Here is a summary of the major themes that I took away from the discussion.
- Big Data is just data. It is not some magic unicorn type of data, it literally is just data. What’s different is that data is often coming from many more sources and in a large enough volume and frequency that traditional database solutions are not ideal for processing.
- Graph databases are a new type of DB that allow solving some really interesting problems in particular with regards to when there are deep relationships and networks for that data. For example a canonical use case is a social network. You could easily model a social network for friends whether it be Twitter, Facebook, etc. in a Graph DB. You could add all the friends preferences, likes, etc. Then you could start asking deep questions about the network with an instant response as opposed to a traditional database which would result in a complex query of joins which might take several hours to get the same results, or which would require building a data warehouse.
- New SQL is a new approach to an old solution. New SQL databases are modern relational DBs that are architected to offer solutions that are much more performant than their traditional counterparts. They do this through a variety of techniques including moving as much data and processing into memory and using write back solutions for persistence. Solutions like MemSQL are embracing JSON as a storage format allowing a hybrid of traditional structured storage and free-form document data. The big attraction for New SQL is that you don’t have to re-architect your app. Your existing SQL workloads should get a huge performance gain simply by moving to use a New SQL store.

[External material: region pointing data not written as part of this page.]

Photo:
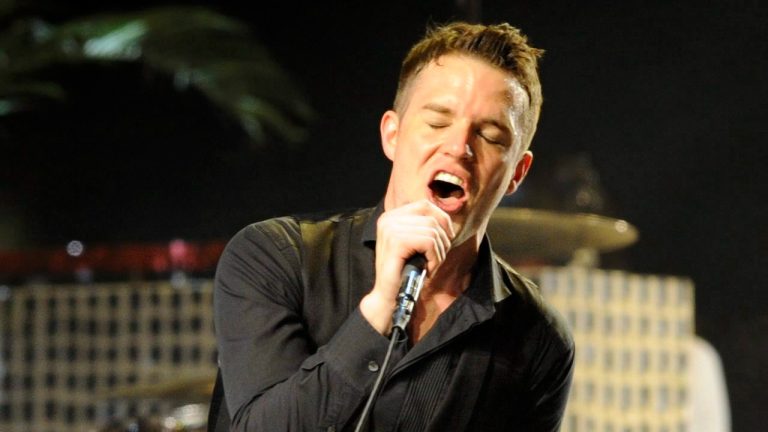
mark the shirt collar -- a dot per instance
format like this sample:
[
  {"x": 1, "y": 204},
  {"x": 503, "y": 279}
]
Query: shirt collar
[{"x": 487, "y": 286}]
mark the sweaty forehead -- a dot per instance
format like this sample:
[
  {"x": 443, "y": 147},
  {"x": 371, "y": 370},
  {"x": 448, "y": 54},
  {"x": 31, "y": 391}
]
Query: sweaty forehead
[{"x": 451, "y": 74}]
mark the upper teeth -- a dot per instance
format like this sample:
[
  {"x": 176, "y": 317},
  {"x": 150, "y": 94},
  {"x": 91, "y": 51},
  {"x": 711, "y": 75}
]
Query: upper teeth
[{"x": 449, "y": 178}]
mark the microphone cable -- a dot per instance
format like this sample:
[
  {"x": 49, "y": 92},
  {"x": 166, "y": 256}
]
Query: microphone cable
[
  {"x": 413, "y": 276},
  {"x": 361, "y": 423}
]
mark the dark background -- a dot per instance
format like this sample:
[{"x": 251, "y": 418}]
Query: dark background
[{"x": 665, "y": 100}]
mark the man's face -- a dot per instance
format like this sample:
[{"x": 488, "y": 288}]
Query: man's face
[{"x": 457, "y": 141}]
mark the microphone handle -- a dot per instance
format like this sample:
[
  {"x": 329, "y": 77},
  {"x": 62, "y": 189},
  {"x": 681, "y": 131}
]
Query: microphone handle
[{"x": 413, "y": 275}]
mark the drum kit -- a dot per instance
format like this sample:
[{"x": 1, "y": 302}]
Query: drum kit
[
  {"x": 519, "y": 235},
  {"x": 189, "y": 397}
]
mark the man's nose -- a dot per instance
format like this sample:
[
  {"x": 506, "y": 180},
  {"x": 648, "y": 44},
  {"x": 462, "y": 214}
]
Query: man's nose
[{"x": 459, "y": 146}]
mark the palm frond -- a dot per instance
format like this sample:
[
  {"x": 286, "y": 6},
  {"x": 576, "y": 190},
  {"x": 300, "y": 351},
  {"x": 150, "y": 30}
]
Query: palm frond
[{"x": 196, "y": 47}]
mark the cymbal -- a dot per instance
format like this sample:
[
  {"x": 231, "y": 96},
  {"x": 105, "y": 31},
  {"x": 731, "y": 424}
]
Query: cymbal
[
  {"x": 189, "y": 388},
  {"x": 534, "y": 234}
]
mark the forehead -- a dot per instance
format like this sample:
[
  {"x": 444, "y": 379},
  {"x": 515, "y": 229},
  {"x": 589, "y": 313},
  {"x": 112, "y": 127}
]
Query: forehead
[{"x": 463, "y": 78}]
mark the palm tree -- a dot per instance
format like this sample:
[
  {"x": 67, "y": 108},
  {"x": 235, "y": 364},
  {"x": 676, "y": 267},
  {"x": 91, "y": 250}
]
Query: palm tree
[
  {"x": 197, "y": 47},
  {"x": 195, "y": 50}
]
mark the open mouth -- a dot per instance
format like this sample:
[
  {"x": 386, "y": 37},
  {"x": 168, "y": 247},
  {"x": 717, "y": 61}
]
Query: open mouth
[{"x": 448, "y": 191}]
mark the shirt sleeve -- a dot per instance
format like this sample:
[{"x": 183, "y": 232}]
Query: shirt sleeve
[
  {"x": 551, "y": 377},
  {"x": 275, "y": 378}
]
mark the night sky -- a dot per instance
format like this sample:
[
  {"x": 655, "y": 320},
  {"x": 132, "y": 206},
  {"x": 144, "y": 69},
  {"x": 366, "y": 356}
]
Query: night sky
[{"x": 666, "y": 101}]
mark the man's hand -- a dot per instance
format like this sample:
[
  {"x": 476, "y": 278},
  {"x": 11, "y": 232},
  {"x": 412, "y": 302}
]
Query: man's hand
[{"x": 415, "y": 228}]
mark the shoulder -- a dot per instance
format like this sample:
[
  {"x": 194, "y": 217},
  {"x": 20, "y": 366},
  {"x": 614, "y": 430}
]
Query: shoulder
[
  {"x": 287, "y": 233},
  {"x": 527, "y": 304}
]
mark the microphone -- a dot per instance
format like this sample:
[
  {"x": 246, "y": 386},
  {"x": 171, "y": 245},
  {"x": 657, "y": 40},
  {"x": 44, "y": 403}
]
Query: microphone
[{"x": 412, "y": 278}]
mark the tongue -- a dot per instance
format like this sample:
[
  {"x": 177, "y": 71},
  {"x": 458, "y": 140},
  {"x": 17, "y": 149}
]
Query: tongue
[
  {"x": 447, "y": 196},
  {"x": 446, "y": 190}
]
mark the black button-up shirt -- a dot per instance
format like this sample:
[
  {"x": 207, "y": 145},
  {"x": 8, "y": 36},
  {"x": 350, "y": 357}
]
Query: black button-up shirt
[{"x": 296, "y": 353}]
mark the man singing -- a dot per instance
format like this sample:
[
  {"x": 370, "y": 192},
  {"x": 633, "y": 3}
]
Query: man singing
[{"x": 304, "y": 306}]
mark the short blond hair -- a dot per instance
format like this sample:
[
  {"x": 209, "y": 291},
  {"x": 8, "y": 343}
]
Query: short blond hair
[{"x": 501, "y": 45}]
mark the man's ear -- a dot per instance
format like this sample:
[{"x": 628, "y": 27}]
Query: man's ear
[
  {"x": 521, "y": 170},
  {"x": 390, "y": 123}
]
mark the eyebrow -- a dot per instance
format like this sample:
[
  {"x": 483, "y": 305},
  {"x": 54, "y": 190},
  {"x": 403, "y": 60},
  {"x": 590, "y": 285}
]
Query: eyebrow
[{"x": 442, "y": 109}]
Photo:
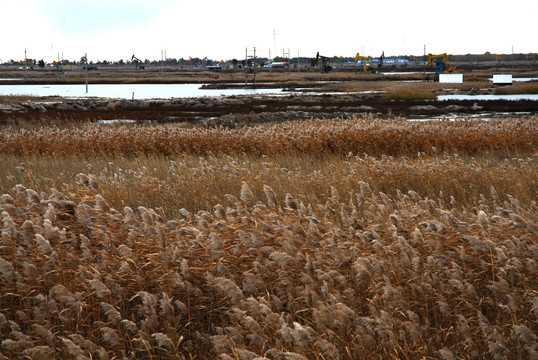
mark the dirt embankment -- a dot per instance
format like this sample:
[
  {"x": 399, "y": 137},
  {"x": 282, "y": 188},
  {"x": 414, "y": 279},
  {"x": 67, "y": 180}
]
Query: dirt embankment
[{"x": 256, "y": 108}]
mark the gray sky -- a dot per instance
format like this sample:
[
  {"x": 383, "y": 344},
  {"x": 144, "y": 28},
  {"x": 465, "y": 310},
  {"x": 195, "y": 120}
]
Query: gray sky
[{"x": 222, "y": 30}]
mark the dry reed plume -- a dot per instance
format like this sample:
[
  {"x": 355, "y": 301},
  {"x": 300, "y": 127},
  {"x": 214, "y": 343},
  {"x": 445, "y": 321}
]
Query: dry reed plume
[
  {"x": 366, "y": 134},
  {"x": 364, "y": 275}
]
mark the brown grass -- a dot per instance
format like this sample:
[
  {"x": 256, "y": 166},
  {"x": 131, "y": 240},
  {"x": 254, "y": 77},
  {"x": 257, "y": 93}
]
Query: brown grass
[
  {"x": 316, "y": 138},
  {"x": 528, "y": 88},
  {"x": 410, "y": 95}
]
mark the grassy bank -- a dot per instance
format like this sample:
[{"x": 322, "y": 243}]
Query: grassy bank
[{"x": 360, "y": 239}]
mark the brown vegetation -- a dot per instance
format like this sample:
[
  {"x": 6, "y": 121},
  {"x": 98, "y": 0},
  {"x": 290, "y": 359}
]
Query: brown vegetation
[
  {"x": 341, "y": 239},
  {"x": 316, "y": 137}
]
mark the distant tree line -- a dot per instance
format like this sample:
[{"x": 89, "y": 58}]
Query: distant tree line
[{"x": 196, "y": 61}]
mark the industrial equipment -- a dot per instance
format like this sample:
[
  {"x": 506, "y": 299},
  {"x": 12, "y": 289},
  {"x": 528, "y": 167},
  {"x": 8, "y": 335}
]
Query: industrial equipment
[
  {"x": 381, "y": 58},
  {"x": 362, "y": 60},
  {"x": 441, "y": 63},
  {"x": 138, "y": 62},
  {"x": 324, "y": 63}
]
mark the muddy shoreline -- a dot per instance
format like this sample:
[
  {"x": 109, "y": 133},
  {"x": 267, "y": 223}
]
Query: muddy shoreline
[{"x": 257, "y": 108}]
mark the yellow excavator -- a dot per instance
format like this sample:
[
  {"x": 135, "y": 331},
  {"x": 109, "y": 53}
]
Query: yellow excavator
[
  {"x": 441, "y": 63},
  {"x": 363, "y": 60}
]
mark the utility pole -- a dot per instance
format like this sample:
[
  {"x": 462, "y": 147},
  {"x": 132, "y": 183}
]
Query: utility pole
[
  {"x": 25, "y": 65},
  {"x": 287, "y": 57},
  {"x": 424, "y": 59},
  {"x": 86, "y": 66}
]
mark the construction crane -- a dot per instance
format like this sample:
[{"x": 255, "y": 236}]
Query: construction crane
[
  {"x": 138, "y": 63},
  {"x": 381, "y": 58},
  {"x": 324, "y": 63},
  {"x": 362, "y": 60},
  {"x": 440, "y": 62}
]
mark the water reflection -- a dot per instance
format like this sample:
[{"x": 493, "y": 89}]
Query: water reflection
[{"x": 127, "y": 91}]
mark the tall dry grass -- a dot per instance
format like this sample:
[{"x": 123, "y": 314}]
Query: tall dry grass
[
  {"x": 365, "y": 134},
  {"x": 197, "y": 183},
  {"x": 305, "y": 250},
  {"x": 267, "y": 277}
]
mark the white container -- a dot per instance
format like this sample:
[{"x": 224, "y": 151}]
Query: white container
[
  {"x": 451, "y": 78},
  {"x": 502, "y": 78}
]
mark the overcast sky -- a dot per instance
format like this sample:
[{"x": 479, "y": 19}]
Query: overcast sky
[{"x": 223, "y": 29}]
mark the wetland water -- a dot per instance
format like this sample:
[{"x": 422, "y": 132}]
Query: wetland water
[
  {"x": 169, "y": 91},
  {"x": 128, "y": 91}
]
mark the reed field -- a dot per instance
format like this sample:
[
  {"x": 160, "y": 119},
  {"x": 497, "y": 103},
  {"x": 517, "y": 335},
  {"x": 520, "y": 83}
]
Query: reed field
[{"x": 361, "y": 238}]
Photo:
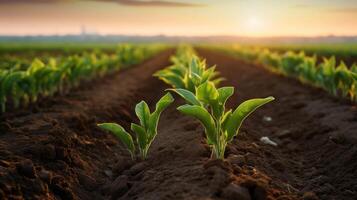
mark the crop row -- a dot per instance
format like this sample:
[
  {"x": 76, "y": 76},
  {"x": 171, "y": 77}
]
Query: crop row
[
  {"x": 338, "y": 79},
  {"x": 190, "y": 78},
  {"x": 22, "y": 83}
]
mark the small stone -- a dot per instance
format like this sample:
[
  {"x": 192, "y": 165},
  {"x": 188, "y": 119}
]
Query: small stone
[
  {"x": 236, "y": 192},
  {"x": 122, "y": 164},
  {"x": 26, "y": 168},
  {"x": 283, "y": 134},
  {"x": 48, "y": 152},
  {"x": 88, "y": 182},
  {"x": 108, "y": 172},
  {"x": 237, "y": 160},
  {"x": 45, "y": 175},
  {"x": 119, "y": 187},
  {"x": 259, "y": 193},
  {"x": 137, "y": 168},
  {"x": 267, "y": 119},
  {"x": 310, "y": 196},
  {"x": 267, "y": 140},
  {"x": 4, "y": 163}
]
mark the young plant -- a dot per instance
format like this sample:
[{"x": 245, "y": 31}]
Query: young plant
[
  {"x": 145, "y": 132},
  {"x": 208, "y": 106}
]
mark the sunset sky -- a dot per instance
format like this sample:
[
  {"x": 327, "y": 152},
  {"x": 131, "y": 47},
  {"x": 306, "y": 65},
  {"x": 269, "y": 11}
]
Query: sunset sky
[{"x": 180, "y": 17}]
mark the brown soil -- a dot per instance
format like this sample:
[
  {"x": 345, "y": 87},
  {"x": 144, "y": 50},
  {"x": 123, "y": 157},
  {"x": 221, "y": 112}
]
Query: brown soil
[{"x": 55, "y": 151}]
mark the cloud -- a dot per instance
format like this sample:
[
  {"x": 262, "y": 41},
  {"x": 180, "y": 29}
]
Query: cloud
[
  {"x": 344, "y": 10},
  {"x": 153, "y": 3}
]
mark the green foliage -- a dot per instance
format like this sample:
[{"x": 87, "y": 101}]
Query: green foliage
[
  {"x": 208, "y": 106},
  {"x": 23, "y": 82},
  {"x": 338, "y": 80},
  {"x": 146, "y": 131},
  {"x": 187, "y": 71}
]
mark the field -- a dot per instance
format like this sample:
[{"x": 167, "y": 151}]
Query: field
[{"x": 301, "y": 144}]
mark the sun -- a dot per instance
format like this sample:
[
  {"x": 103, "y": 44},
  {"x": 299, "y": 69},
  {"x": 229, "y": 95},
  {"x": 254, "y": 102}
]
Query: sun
[{"x": 254, "y": 24}]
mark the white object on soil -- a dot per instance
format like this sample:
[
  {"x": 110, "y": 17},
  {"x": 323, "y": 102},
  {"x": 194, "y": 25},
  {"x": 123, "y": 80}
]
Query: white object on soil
[
  {"x": 266, "y": 140},
  {"x": 267, "y": 119}
]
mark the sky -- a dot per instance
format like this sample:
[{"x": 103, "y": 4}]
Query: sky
[{"x": 254, "y": 18}]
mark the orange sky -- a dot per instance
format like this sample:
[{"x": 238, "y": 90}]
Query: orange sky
[{"x": 201, "y": 17}]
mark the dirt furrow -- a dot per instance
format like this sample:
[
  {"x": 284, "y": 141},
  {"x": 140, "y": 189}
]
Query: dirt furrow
[
  {"x": 316, "y": 133},
  {"x": 55, "y": 151}
]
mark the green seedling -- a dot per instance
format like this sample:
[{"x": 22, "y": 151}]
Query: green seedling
[
  {"x": 208, "y": 106},
  {"x": 145, "y": 132}
]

- There is no need for a new breed of developer. There was a pretty unanimous sentiment echoed by the panel that tools and SDKs need to rise to the occasion and meet the developer rather than vice-versa.
- The era of one solution to rule them all is over. In the past it was common to try to use one database for everything. Now we live in a world where there are many different fit-for-purpose data storage options from SQL and New SQL, to key-value stores (like Redis), document databases (Mongo DB, Couch) and now graph storage. Building an application today is very much about choosing the right solution for the right problem. Fortunately we have many different options at our disposal, but this raises new challenges. For example how as a developer do you manage an “entity” that is persisted across a SQL store and a graph database? How do you retrieve it? These are gaps that the tool chain needs to fill.
Splunk stands at an interesting intersection for all of these different sources. It is not a database per se, but it can act as intermediary for storage and retrieval of data with these various stores.
For example we discussed the idea of using Splunk to take in events and then send updates back to Neo to update the graph, or possibly doing a lookup against the graph based on an incoming event. It could operate in a similar fashion with MemSQL. Another interesting idea would be to leverage MemSQLs support for JDBC to query against Splunk’s new ODBC connector.
It was a great experience to be part of the panel and we were all agreeing more than disagreeing. I left feeling excited about the continued energy and innovation occurring in this space and the part we play. Products like Neo, MemSQL and Splunk are offering newer, and more efficient ways to process the increasing volume, sources, and types of data. This just makes it easy for developers to get their jobs done.